93. Day Ten Riding with a Woman

Day Ten: Riding with a Woman

The air smelled different in California. A sweetness she couldn’t name, traces of car exhaust, sea salt, wet sand.

Jase.

Around her, inside her, everywhere, Jase.

Lindsey watched the contented rise and fall of his back as he slept.

He’d spent a lot of the trip asleep, as if he’d driven those miles already and didn’t need to see them again.

And Lindsey had spent a lot of those miles watching him, so she knew he was usually furrowed.

Brows tense, arms locked across his chest. Today his face was smushed into his pillow, and his limbs were fanned out around him, taking up more than his share of the lumpy queen mattress.

The bike, the motel…this was his world. This was Jase at home.

Careful not to wake him, she made a pot of coffee and took a cup outside the door they forgot to lock last night.

The Road King, by far the shiniest vehicle in the lot, was parked sideways in front of their room.

A country song that was overplayed at the bar where she wouldn’t be returning to work tomorrow drifted from down the line of closed doors and open windows.

It was exactly the sort of unassuming place befitting a lone man on the road.

Last day.
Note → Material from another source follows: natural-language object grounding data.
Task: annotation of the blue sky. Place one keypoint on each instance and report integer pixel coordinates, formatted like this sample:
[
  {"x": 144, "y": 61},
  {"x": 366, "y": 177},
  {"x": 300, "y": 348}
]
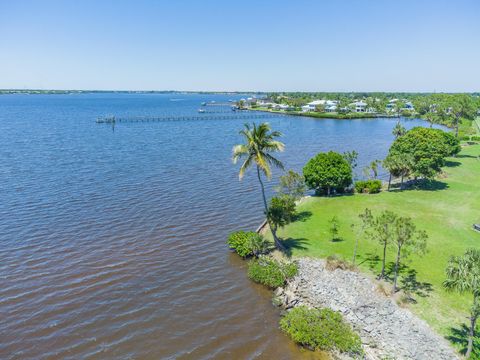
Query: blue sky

Knowing and loss chewed at her insides. Or maybe it was the expired creamer in her coffee curdling in her guts. She wanted to bargain with Jason for another box of maps. Stranding them in California felt so unfinished. What if he’d passed away before he could write the way home?

Unless he meant to end it here since home looked different to each of them.

“Morning.”

She smiled a whole-body smile at the scratchy sound of Jase’s voice and the relaxed way he set his hands on her waist from behind. Her head fell back against his shoulder.

“Morning.”

“What are you doing out here?” he asked.

“Appreciating the view.” She pointed through a sliver between buildings. “I think I found the ocean.”

“See? What’d I tell you?”

“That view is better than this one.” She nodded over the porch railing at the collection of empty bottles underneath a green Plymouth parked a few doors down. “Coffee?”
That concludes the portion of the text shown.